Genug Stoff für 13.000 Atomwaffen

Die runderneuerte B61-Bombe etwa, der B61-12, wäre nach Meinung des US-Abrüstungsexperten Hans Kristensen eine solche Waffe. Ab 2019 sollen nach aktuellen Plänen rund 400 Stück hergestellt werden, von denen ein Teil auch in Deutschland stationiert werden soll. 10 bis 20 ältere Exemplare der Atombombe lagern derzeit auf dem Fliegerhorst des Eifeldorfs Büchel.

Sorgen bereitet der UCS auch die gigantische Menge inaktiver Atomwaffen. Nach Zahlen des Stockholmer Abrüstungsinstituts Sipri besitzen die USA rund 2500 Sprengköpfe in Reserve. Hinzu kommen etwa 3000, die auf ihre Zerstörung warten. „Große Mengen an Plutonium und hochangereichertem Uran werden militärisch nicht mehr benötigt“, heißt es im UCS-Bericht. Zwar plane die National Nuclear Security Administration (NNSA) – jene Abteilung des US-Energieministeriums, die für Atomwaffen zuständig ist – die Vernichtung eines Großteils des Spaltmaterials der außer Dienst gestellten Waffen.

Doch selbst danach, so die UCS, verfügten die USA noch immer über genug Stoff für 13.000 Atomwaffen. Die Regierung, so die Forderung der Wissenschaftler, sollte deshalb mehr von diesem Material entsorgen – und zwar auf sichere Art, schon um Diebstahl zu vermeiden. Dass solche Sorgen nicht unberechtigt sind, zeigte ein Bericht der Nuclear Threat Initiative (NTI), der teils haarsträubende Schlampereien bei der Sicherung von Atommaterial weltweit anprangerte.

Die UCS sieht auch in den USA potentielle Probleme.

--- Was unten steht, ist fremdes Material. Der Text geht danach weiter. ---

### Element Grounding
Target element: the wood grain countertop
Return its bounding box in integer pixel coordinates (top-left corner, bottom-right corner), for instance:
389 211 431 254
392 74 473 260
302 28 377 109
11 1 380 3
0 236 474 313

So wolle die NNSA überschüssiges Plutonium loswerden, indem sie es für die Herstellung sogenannter Mischoxid- oder Mox-Brennstäbe für Atomkraftwerke verwende. „Das beinhaltet bedeutende Sicherheitsrisiken“, schreibt die UCS. Die NNSA sollte ihr Mox-Programm stoppen – und das Plutonium besser in Form von Glas oder Keramik entsorgen.